If we agree that a (hypothetical) Asian EBCDIC big-endian platform
should return the same value from wide_literal() as a similar
little-endian platform (and this implies native endianness),
then I think we're essentially saying that the return value
of wide_literal() is interpreted as an encoding form, never
as an encoding scheme. (Which means the IANA list is not really
applicable.)

>> (As a side note, it seems odd that we're keen on using IANA (i.e. a list of
>> encoding schemes) for wide_literal(), but then we make every effort to read
>> this as an encoding form.)
>
> Indeed, a consequence of trying to balance available specifications,
> utility, and programmer expectations.

Maybe we should bite the bullet and simply list the small number
of permitted return values for wide_literal() (i.e.
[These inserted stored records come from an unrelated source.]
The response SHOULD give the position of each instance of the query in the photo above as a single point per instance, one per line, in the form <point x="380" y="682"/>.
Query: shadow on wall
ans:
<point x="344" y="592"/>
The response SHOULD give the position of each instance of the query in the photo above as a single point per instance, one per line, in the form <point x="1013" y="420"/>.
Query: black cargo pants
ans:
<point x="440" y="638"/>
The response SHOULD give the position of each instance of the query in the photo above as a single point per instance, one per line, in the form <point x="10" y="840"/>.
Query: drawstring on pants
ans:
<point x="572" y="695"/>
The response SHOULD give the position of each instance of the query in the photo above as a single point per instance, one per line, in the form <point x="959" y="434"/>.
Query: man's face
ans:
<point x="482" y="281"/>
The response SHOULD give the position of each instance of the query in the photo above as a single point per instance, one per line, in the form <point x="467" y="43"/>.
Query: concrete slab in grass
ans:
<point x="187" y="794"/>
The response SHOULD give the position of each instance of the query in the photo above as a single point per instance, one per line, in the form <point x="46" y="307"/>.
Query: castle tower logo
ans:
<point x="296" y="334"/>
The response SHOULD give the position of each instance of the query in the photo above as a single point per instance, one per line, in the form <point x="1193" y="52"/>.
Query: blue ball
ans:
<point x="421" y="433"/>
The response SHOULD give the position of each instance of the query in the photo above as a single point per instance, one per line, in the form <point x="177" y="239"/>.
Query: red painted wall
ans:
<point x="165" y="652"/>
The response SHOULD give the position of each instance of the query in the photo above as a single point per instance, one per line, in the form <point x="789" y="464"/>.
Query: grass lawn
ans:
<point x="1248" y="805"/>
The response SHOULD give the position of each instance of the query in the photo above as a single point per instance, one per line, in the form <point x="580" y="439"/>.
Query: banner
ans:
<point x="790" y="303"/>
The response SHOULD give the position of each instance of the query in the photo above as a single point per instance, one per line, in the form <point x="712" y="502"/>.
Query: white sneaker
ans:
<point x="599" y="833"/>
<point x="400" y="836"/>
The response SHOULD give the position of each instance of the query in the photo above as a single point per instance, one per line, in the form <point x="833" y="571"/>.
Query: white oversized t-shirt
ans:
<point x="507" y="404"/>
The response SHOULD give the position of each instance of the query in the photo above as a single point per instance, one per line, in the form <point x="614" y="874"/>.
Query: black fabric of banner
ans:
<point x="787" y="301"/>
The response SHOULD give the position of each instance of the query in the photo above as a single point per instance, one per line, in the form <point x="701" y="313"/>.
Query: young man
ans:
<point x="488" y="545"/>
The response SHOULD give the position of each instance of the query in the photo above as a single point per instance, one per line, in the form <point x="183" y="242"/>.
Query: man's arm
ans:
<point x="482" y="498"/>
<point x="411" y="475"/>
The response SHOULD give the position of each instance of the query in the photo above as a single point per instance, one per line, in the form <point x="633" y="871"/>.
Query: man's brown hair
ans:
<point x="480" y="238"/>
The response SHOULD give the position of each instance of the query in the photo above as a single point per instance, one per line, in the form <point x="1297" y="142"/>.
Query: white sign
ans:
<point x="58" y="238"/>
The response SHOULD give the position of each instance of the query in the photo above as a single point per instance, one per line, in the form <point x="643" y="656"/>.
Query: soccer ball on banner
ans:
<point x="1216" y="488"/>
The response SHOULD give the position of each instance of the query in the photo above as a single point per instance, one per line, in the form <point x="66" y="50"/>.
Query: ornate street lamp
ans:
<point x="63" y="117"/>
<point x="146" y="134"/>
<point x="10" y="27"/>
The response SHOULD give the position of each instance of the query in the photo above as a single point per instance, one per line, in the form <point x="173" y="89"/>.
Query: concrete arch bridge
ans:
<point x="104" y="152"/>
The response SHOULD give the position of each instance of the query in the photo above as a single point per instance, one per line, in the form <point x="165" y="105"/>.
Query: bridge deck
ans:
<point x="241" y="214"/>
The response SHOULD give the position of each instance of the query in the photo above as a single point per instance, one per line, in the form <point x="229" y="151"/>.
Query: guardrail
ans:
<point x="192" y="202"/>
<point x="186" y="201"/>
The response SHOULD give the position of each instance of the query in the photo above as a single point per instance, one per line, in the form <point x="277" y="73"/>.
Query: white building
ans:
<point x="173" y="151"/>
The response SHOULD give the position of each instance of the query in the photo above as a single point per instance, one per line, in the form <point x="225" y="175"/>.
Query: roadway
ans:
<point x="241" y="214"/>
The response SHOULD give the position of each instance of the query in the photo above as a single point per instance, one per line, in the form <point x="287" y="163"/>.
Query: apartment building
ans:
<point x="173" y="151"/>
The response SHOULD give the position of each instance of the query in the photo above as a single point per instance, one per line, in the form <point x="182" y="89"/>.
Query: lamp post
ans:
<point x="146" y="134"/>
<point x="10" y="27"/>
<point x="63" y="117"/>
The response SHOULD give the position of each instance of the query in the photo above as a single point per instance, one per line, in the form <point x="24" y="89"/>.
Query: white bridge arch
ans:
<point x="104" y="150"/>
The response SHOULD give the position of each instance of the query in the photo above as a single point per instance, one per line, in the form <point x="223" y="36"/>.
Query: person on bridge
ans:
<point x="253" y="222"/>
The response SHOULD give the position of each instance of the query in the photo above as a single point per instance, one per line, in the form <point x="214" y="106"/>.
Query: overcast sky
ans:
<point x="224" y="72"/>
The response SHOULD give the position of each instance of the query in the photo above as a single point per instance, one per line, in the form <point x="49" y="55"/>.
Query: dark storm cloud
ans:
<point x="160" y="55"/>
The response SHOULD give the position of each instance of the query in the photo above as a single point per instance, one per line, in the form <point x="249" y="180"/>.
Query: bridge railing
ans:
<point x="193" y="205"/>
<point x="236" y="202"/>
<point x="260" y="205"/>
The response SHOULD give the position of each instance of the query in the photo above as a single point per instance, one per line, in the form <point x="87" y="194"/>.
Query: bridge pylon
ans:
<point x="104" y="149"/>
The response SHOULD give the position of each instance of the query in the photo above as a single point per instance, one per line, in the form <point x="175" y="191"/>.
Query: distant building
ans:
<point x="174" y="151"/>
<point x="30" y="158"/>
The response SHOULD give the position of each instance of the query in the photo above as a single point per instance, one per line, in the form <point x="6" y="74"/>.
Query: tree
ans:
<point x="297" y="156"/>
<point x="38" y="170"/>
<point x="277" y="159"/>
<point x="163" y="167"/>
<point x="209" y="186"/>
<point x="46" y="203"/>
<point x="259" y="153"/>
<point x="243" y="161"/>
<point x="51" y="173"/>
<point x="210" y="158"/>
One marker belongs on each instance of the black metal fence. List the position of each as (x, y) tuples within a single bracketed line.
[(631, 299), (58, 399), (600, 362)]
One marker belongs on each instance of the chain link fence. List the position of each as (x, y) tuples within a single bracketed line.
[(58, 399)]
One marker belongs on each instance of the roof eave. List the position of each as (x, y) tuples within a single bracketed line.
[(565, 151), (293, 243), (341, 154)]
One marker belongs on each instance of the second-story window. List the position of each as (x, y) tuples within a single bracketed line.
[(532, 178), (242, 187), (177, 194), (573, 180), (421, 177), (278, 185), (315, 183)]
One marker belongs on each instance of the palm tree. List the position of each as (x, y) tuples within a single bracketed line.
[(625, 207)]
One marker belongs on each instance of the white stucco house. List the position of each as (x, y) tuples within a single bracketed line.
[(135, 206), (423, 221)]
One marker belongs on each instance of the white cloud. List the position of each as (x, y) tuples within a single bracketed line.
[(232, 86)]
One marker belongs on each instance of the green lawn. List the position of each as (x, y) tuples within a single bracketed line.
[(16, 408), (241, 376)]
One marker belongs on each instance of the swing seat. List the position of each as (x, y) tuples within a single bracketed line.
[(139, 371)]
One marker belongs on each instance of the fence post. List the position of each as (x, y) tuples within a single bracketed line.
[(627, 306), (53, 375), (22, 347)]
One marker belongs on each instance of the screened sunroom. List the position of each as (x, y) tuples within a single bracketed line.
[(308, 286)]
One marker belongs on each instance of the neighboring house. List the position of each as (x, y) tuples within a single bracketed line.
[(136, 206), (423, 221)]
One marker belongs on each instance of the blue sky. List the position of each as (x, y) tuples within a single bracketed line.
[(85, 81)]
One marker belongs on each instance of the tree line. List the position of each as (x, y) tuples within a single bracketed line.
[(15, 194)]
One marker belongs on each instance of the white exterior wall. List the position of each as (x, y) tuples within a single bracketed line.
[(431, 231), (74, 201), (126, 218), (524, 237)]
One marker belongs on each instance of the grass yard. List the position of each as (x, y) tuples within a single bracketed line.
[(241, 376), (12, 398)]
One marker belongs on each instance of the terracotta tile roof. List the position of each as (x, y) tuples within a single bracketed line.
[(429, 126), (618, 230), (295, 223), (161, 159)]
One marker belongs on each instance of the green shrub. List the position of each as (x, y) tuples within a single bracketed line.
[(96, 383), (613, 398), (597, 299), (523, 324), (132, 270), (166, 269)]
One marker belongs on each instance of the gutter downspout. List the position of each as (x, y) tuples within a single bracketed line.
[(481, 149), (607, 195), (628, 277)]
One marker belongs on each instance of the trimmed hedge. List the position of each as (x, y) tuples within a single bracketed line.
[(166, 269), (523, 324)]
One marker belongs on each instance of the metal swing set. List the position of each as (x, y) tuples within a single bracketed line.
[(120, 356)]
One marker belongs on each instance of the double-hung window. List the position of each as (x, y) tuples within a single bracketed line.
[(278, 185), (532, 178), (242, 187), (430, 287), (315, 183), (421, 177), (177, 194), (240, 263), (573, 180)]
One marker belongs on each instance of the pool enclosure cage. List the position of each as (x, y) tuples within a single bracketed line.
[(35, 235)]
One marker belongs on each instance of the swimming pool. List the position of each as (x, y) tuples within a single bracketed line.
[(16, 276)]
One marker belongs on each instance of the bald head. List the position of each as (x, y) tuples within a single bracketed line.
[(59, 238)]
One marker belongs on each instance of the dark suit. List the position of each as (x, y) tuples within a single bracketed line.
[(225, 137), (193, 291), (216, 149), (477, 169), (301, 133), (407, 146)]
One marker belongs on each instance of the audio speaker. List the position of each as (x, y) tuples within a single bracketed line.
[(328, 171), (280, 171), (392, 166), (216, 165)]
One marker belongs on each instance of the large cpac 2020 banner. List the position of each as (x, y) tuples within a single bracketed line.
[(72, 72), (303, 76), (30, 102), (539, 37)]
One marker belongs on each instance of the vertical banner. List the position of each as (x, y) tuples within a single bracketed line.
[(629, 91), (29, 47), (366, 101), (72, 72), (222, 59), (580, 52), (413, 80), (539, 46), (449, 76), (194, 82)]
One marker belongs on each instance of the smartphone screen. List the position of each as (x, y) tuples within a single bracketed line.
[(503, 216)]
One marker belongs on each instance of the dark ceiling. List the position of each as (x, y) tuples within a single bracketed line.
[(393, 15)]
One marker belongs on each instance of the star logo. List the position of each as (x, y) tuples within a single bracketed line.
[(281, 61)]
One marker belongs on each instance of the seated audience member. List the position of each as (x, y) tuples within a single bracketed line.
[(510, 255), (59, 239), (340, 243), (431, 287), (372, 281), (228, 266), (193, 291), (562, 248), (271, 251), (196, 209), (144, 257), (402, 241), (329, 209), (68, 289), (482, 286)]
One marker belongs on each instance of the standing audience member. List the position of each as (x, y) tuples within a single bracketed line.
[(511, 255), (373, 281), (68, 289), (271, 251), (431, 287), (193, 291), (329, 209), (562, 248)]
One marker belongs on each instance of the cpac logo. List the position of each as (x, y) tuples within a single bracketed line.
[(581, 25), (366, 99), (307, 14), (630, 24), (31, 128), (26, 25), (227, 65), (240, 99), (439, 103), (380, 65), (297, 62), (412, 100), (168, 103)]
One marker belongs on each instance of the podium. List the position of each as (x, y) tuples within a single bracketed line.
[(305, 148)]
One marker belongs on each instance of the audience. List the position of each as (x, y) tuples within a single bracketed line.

UTF-16 and UTF-32
and "other"; possibly UCS-2 and UCS-4), given that IANA is only really
helpful for the non-wide case.

(Since there are no wide EBCDIC encodings in IANA, IBM needs to return
"other" on those platforms anyway.)

>>> One of the intended guarantees is that, when sizeof(wchar_t) != 1, that the underlying byte representation of a wide string literal match an encoding scheme associated with the encoding form as indicated by wide_literal(). For example:
>>>
>>> * sizeof(wchar_t) == 2, wide_literal() returns UTF-16. Ok; reinterpret_cast<const char*>(L"text") yields a sequence of bytes that constitutes valid UTF-16BE or UTF-16LE.
>>> * sizeof(wchar_t) == 4, wide_literal() returns UTF-16. Invalid; reinterpret_cast<const char*>(L"text") yields a sequence of bytes that is not valid UTF-16BE or UTF-16LE (due to each code point being stored across 4 bytes instead of 2).
>>>
>>> It may be that the paper would benefit from some updates to make this more clear, but I don't have any specific suggestions at this time.
>> I think the wording currently has no guidance for the sizeof(wchar_t) == 1, CHAR_BIT == 16 case,
>> and whether it is supposed to be treated differently from the sizeof(wchar_t) == 2, CHAR_BIT == 16
>> case.
>
> Is this strictly a wording concern? Or do you find the design intent to
> be unclear? (I think you may have intended CHAR_BIT == 8 for the second
> case, though it doesn't really matter).

I did not intend CHAR_BIT == 8 for the second case. I want a wchar_t that
has some excess bits that are unused (i.e. always 0) when used to store
octets. (The answer is probably more obvious for CHAR_BIT == 12.)
This is all intended to probe the "object representation" model.

Jens

Received on 2021-10-15 17:00:46